Whatever your motives, one surefire benefit is going to come in the form of a much higher paycheck. In 2019, according to the Bureau of Labor Statistics, the average LPN brought in $47,480, or about $22.83 per hour. That’s a solid middle-class income in the United States. But at the same time, an RN made $73,300, or $35.24 per hour. That’s well above the median income in the country, and well worth the price of a degree.
It’s a big country, however, and there are real regional differences in how much nurses can make. BLS averages in several different states around the country tell the story:
- California – $113,240
- Florida – $67,610
- Georgia – $69,590
- Illinois – $73,510
- Kansas – $62,450
- New York – $87,840
- Pennsylvania – $71,410
- Texas – $74,540
- Washington – $86,170
Even within states, of course, you’ll find major differences in pay rates. Big metro areas and places where there are a lot of specialty care clinics will always have hotter salaries. Wherever you go, though, you’ll find that registered nurses are in-demand and well-paid.

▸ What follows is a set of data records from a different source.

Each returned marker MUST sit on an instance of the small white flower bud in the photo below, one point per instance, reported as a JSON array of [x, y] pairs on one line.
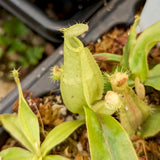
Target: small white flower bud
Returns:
[[118, 78], [113, 100]]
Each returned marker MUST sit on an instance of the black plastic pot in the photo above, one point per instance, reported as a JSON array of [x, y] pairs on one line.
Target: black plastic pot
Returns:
[[38, 20], [115, 13]]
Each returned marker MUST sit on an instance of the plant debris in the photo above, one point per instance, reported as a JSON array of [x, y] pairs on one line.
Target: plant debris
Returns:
[[51, 111]]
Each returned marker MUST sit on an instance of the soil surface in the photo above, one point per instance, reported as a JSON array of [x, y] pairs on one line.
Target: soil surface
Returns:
[[51, 111], [31, 39]]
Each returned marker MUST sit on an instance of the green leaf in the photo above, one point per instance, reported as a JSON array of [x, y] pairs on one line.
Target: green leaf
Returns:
[[11, 124], [59, 134], [15, 153], [151, 126], [54, 157], [98, 145], [118, 141], [153, 79], [138, 55], [130, 44], [15, 27], [109, 57], [107, 84], [27, 119], [80, 72]]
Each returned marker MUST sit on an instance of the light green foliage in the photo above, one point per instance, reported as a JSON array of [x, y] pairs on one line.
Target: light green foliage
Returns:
[[109, 57], [151, 126], [55, 136], [16, 154], [80, 72], [134, 111], [130, 44], [25, 128], [138, 55], [107, 138], [55, 157], [82, 86], [153, 79]]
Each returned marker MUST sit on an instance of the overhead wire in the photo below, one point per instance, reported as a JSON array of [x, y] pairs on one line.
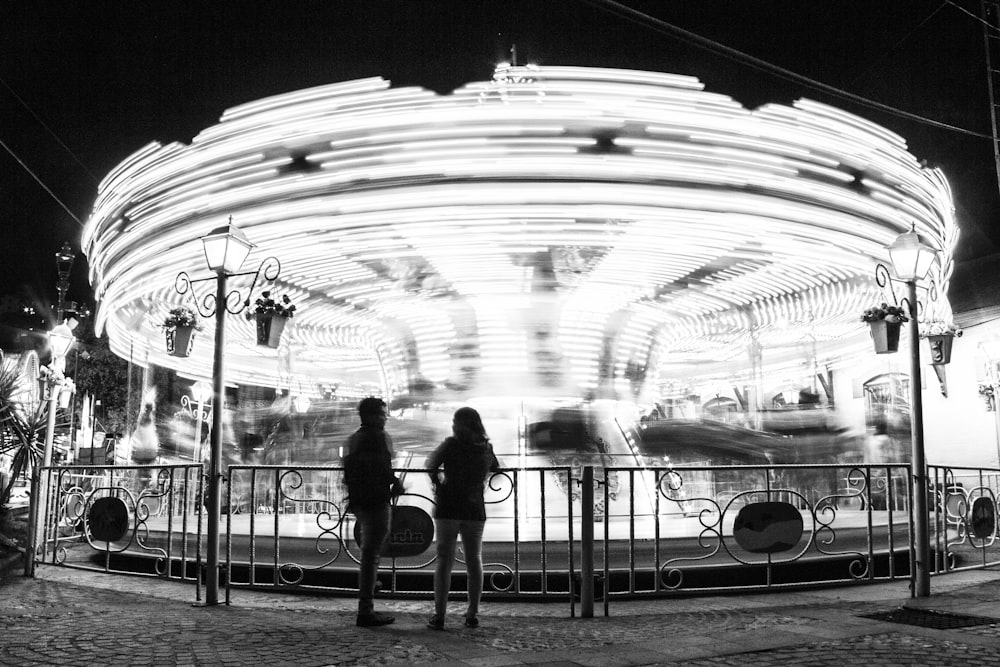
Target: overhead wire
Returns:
[[898, 43], [40, 182], [659, 25], [49, 130]]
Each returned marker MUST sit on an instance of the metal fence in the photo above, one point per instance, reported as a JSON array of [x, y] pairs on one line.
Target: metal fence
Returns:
[[656, 531], [963, 511]]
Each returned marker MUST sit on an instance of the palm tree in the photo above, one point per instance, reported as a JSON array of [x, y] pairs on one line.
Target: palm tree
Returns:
[[22, 429]]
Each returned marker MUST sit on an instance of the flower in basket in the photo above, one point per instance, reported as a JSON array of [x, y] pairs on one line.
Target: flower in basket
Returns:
[[180, 317], [265, 305], [939, 328], [891, 314]]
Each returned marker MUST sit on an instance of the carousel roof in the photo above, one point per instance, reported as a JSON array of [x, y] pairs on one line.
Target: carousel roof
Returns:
[[554, 230]]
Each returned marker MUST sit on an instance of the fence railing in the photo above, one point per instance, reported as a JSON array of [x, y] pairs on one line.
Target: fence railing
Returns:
[[963, 517], [657, 531]]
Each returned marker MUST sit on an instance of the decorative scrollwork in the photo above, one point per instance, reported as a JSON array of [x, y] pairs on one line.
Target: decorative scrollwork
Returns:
[[497, 577], [884, 279], [235, 303], [502, 484]]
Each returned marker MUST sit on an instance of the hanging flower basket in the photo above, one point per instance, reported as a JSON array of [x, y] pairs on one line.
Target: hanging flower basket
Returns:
[[269, 328], [940, 348], [271, 315], [180, 340], [885, 335], [884, 322]]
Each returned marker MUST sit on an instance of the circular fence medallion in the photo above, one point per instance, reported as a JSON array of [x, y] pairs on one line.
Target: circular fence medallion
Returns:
[[984, 520], [412, 531], [767, 528], [108, 519]]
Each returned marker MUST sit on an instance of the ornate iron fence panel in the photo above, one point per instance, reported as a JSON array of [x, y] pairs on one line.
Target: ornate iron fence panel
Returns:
[[963, 522], [662, 530], [137, 519], [683, 529]]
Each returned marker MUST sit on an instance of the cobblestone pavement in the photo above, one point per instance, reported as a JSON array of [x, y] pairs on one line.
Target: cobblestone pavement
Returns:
[[74, 617]]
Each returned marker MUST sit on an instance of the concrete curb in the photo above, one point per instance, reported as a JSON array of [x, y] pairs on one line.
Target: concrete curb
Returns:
[[9, 566]]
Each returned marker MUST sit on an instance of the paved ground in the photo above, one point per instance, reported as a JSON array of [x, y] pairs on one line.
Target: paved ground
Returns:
[[73, 617]]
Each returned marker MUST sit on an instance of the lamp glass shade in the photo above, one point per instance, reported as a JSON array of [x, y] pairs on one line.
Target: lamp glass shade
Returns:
[[64, 259], [201, 391], [60, 340], [911, 259], [226, 248]]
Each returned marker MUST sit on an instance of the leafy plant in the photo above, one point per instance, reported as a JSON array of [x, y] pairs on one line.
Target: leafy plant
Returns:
[[891, 314], [182, 316], [939, 328], [22, 429], [265, 305]]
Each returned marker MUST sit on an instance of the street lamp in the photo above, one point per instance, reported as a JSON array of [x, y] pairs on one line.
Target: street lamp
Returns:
[[60, 340], [911, 260], [226, 248], [64, 265]]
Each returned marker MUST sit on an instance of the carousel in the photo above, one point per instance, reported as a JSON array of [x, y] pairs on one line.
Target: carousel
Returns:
[[576, 252]]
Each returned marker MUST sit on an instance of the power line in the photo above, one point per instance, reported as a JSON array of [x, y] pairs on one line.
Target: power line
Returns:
[[39, 181], [48, 129], [662, 26], [898, 43]]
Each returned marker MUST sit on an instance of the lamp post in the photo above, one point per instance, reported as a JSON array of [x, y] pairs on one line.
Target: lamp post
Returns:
[[60, 340], [911, 260], [64, 265], [226, 248]]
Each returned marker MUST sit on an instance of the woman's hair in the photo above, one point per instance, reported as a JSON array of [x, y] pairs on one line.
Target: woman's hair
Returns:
[[470, 419]]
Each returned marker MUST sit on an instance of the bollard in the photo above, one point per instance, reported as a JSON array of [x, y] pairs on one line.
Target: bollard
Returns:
[[587, 543]]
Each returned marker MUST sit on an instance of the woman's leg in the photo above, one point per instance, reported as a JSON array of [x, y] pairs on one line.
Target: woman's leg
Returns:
[[472, 545], [446, 536]]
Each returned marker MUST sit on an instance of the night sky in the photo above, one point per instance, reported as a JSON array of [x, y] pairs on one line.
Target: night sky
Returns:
[[86, 84]]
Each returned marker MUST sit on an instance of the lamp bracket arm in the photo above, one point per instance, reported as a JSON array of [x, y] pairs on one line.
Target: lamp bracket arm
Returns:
[[183, 284], [269, 270], [884, 279]]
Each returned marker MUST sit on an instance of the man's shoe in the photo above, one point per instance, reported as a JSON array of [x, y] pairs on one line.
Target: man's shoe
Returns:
[[374, 619]]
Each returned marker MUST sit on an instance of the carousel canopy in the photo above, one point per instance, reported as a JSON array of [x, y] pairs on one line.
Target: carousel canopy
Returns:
[[555, 230]]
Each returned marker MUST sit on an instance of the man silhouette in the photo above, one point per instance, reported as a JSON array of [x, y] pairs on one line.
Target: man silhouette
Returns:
[[371, 485]]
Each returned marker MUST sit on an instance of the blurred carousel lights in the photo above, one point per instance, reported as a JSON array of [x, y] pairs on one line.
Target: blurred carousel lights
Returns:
[[395, 210]]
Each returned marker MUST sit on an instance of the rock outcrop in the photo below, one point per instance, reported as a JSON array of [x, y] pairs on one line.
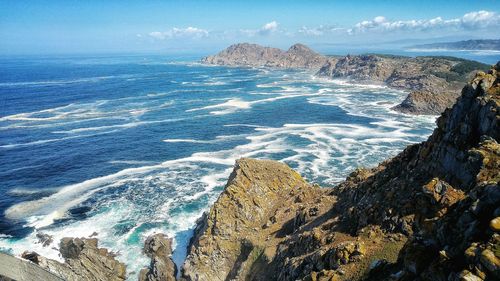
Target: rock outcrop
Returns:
[[434, 82], [430, 213], [245, 54], [162, 268], [83, 260], [239, 235]]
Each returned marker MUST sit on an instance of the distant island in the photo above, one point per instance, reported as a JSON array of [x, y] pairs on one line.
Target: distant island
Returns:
[[434, 82], [469, 45]]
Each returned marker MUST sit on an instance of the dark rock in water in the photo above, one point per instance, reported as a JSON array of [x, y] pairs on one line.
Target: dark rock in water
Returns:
[[44, 239], [162, 268], [83, 261], [430, 213]]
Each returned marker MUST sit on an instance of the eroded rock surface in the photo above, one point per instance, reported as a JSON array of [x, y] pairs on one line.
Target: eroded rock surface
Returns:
[[245, 54], [83, 260], [162, 268], [430, 213], [434, 82]]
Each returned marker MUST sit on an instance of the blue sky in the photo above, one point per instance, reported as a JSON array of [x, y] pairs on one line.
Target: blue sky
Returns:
[[204, 26]]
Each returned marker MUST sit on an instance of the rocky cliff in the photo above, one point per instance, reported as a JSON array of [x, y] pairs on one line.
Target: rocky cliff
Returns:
[[430, 213], [83, 261], [434, 82], [245, 54]]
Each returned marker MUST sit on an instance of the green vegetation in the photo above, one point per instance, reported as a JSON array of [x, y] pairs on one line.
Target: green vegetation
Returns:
[[461, 71], [467, 66]]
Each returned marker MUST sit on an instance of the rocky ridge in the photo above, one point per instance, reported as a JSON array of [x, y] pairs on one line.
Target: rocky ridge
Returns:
[[430, 213], [83, 260], [434, 82], [245, 54]]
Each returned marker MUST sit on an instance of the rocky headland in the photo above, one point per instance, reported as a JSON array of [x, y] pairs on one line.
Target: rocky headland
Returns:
[[434, 83], [245, 54], [430, 213]]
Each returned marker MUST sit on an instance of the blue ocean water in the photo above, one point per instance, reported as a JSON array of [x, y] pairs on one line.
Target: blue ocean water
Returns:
[[125, 146]]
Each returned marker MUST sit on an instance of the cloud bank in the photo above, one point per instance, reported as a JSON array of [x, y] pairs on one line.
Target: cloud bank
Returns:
[[469, 21], [188, 32]]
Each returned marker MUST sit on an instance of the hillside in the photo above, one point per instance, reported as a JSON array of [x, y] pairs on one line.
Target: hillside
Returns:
[[434, 83], [430, 213]]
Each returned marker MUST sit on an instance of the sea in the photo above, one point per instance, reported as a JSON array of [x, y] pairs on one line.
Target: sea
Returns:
[[119, 147]]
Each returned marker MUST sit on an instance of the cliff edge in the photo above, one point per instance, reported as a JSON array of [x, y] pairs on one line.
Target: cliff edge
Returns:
[[245, 54], [434, 83], [430, 213]]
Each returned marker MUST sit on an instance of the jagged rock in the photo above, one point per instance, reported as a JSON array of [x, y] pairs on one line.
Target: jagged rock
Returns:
[[44, 239], [426, 212], [162, 268], [83, 261], [232, 238], [434, 82], [495, 224], [245, 54]]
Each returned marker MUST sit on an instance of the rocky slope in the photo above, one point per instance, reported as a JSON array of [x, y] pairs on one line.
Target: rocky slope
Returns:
[[430, 213], [245, 54], [434, 82], [481, 44], [83, 261]]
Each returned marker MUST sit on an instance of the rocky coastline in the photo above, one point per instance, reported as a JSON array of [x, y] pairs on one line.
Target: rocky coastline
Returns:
[[434, 83], [430, 213]]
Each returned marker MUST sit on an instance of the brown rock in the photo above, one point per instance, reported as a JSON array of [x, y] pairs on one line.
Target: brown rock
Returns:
[[83, 261], [162, 268]]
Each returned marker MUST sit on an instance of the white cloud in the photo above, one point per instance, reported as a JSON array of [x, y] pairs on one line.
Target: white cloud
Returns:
[[266, 29], [269, 27], [319, 30], [469, 21], [188, 32]]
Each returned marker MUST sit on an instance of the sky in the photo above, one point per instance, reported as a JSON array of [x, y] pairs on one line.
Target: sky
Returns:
[[188, 26]]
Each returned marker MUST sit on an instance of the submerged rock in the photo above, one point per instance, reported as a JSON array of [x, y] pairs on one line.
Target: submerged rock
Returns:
[[430, 213], [162, 268]]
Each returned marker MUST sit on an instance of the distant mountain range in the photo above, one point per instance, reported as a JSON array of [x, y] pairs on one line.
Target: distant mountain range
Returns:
[[483, 44]]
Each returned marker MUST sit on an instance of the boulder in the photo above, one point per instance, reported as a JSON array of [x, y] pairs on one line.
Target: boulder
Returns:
[[162, 268], [83, 261]]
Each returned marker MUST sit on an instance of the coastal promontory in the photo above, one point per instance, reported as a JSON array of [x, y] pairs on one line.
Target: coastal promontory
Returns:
[[433, 83]]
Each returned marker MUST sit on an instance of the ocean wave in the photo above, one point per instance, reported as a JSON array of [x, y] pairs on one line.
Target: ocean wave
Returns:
[[64, 82]]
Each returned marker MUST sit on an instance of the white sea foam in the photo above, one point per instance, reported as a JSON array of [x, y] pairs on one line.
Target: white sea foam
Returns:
[[186, 140], [168, 197]]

Those average salary levels are easily achieved with an ADN under your belt, so you can look at them as a baseline. But if you made the choice to go through an LPN to BSN RN bridge program, you have even more to look forward to. According to BLS, the top ten percent of nurses—the best qualified, and most educated—made $111,220 in 2019. Of course, it’s not just the education. Experience plays a role also. But as an accomplished LPN, you already have years of experience to factor in to your earnings.
A BSN also offers more flexible coursework and the opportunity to specialize in different fields. That can open up salaries in a wider variety of sectors and practice settings, which may have higher salaries. For example, BLS lists the median salaries for RNs in several different industries:
- Government – $79,790
- Hospitals – $75,030
- Ambulatory healthcare – $70,330
- Nursing and residential care – $66,250
A BSN puts you on a leadership track and in the driver’s seat when it comes to nailing down the best positions. An ADN definitely boosts your career, but if you want the money and opportunity at the top of the scale, a BSN is where it’s at.
Either way, you have a solid career ahead of you and more job satisfaction and selection than you would with your LPN. A bridge program is the fast track to that future.
(Salary data reported by the U.S. Bureau of Labor Statistics in May 2019 for LPNs/LVNs, Registered Nurses and Advanced Practice Nurses (including NPs). Figures represent national data, not school-specific information. Conditions in your area may vary. Information accessed Feb 2021.)